Targa Resources Beats First-Quarter Core Profit Estimates on Higher Transportation Volumes

(Reuters) — Targa Resources beat Wall Street estimates for first-quarter core profit, as the pipeline operator benefitted from higher volumes of natural gas liquids (NGL) transported through its system.

NGL pipeline transportation volumes were up nearly 34% in the January-March quarter compared to last year, while NGL sales rose about 22% to 1.23 million bbl/d in the quarter from a year earlier.

Crude prices gained in the January-March quarter, as production curtailments from OPEC+, Russian refinery outages and the Middle East conflict raised concerns over supplies, helping oil and gas transportation firms like Targa Resources charge higher fees.

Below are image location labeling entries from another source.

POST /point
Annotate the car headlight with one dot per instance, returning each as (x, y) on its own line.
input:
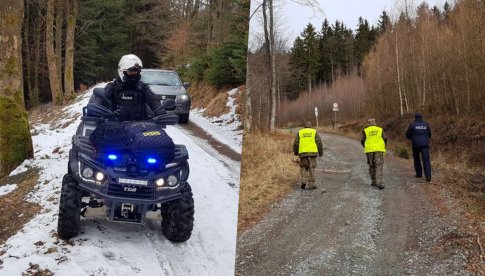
(182, 98)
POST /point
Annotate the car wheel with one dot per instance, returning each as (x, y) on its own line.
(178, 216)
(69, 220)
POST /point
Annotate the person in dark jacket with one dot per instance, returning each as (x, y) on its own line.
(419, 133)
(128, 95)
(307, 145)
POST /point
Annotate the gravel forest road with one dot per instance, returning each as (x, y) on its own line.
(347, 227)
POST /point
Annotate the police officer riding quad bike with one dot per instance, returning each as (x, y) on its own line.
(128, 167)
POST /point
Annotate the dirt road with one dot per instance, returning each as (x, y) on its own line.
(346, 227)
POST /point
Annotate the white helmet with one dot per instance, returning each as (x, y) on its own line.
(128, 63)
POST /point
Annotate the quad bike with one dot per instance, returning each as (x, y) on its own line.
(137, 169)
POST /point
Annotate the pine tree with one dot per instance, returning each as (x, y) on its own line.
(15, 139)
(312, 54)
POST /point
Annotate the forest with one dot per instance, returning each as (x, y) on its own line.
(428, 59)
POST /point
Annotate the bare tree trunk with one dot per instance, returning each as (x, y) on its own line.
(309, 79)
(267, 45)
(272, 125)
(15, 139)
(38, 36)
(71, 9)
(248, 112)
(27, 56)
(396, 50)
(52, 58)
(59, 18)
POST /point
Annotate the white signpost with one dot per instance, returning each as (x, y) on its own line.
(335, 110)
(316, 115)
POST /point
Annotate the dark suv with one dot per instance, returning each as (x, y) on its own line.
(167, 84)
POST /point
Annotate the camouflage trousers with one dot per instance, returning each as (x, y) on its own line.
(376, 164)
(307, 169)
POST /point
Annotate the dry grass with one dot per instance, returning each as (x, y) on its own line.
(268, 173)
(217, 106)
(15, 210)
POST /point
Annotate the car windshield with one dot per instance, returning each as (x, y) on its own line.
(160, 78)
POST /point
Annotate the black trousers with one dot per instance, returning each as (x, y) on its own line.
(424, 153)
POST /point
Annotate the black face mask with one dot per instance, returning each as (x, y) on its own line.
(130, 80)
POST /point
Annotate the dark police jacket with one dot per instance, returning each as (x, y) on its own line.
(129, 100)
(419, 132)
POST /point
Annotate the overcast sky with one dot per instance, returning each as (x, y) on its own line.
(294, 17)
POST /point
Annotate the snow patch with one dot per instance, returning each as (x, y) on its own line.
(7, 189)
(226, 128)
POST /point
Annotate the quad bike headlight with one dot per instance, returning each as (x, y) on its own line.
(100, 176)
(172, 181)
(182, 98)
(160, 183)
(88, 172)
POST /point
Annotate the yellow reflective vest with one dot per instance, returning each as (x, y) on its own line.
(307, 141)
(373, 140)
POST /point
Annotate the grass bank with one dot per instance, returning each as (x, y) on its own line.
(268, 173)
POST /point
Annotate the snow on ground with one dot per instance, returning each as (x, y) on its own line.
(107, 248)
(7, 189)
(226, 128)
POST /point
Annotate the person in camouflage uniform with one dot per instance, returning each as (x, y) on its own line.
(307, 146)
(374, 141)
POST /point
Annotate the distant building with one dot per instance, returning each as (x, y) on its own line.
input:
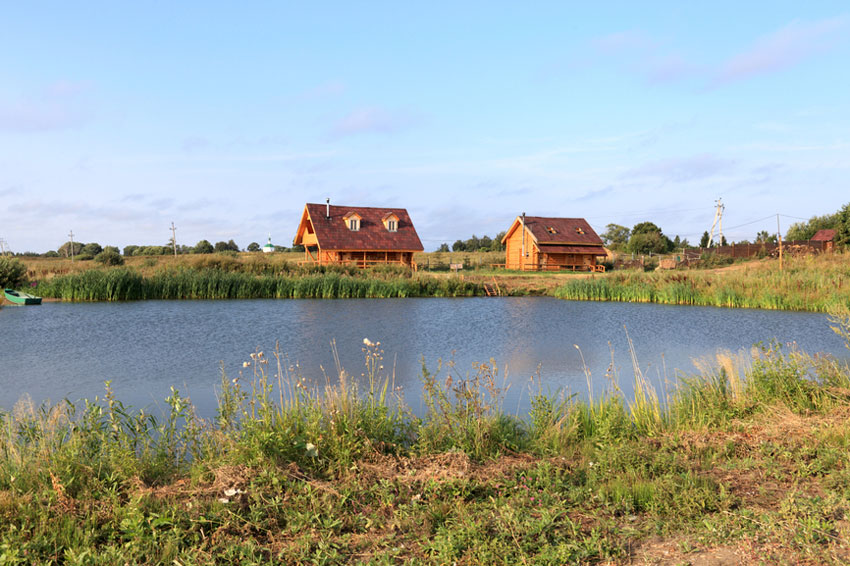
(537, 243)
(268, 248)
(361, 235)
(826, 236)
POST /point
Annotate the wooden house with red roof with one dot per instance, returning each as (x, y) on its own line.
(827, 239)
(361, 235)
(537, 243)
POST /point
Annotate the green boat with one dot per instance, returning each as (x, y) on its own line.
(20, 298)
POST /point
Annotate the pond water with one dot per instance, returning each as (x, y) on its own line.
(67, 350)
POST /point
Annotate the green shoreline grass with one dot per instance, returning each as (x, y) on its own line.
(806, 284)
(748, 457)
(126, 285)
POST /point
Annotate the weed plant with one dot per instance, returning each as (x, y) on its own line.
(805, 284)
(749, 452)
(126, 285)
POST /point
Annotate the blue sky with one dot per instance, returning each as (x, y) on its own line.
(117, 119)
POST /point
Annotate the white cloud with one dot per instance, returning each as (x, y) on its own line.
(57, 106)
(372, 119)
(782, 49)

The company said its pipeline transported higher volumes primarily through its systems in the Permian Basin.

NGLs are hydrocarbon liquids like ethane, propane and butane among others which are used as fuels for heating, refrigeration and gasoline blending among others.

Targa Resources said its revenue for the first quarter rose slightly to $4.56 billion, from $4.52 billion last year.

The company reaffirmed its full-year adjusted core profit forecast of $3.7 billion to $3.9 billion, compared with analysts' estimates of $3.84 billion, according to LSEG data.

On an adjusted basis, the Houston, Texas-based company's core profit was $966.2 million in the quarter ended March 31, compared with analysts' estimates of $937.95 million.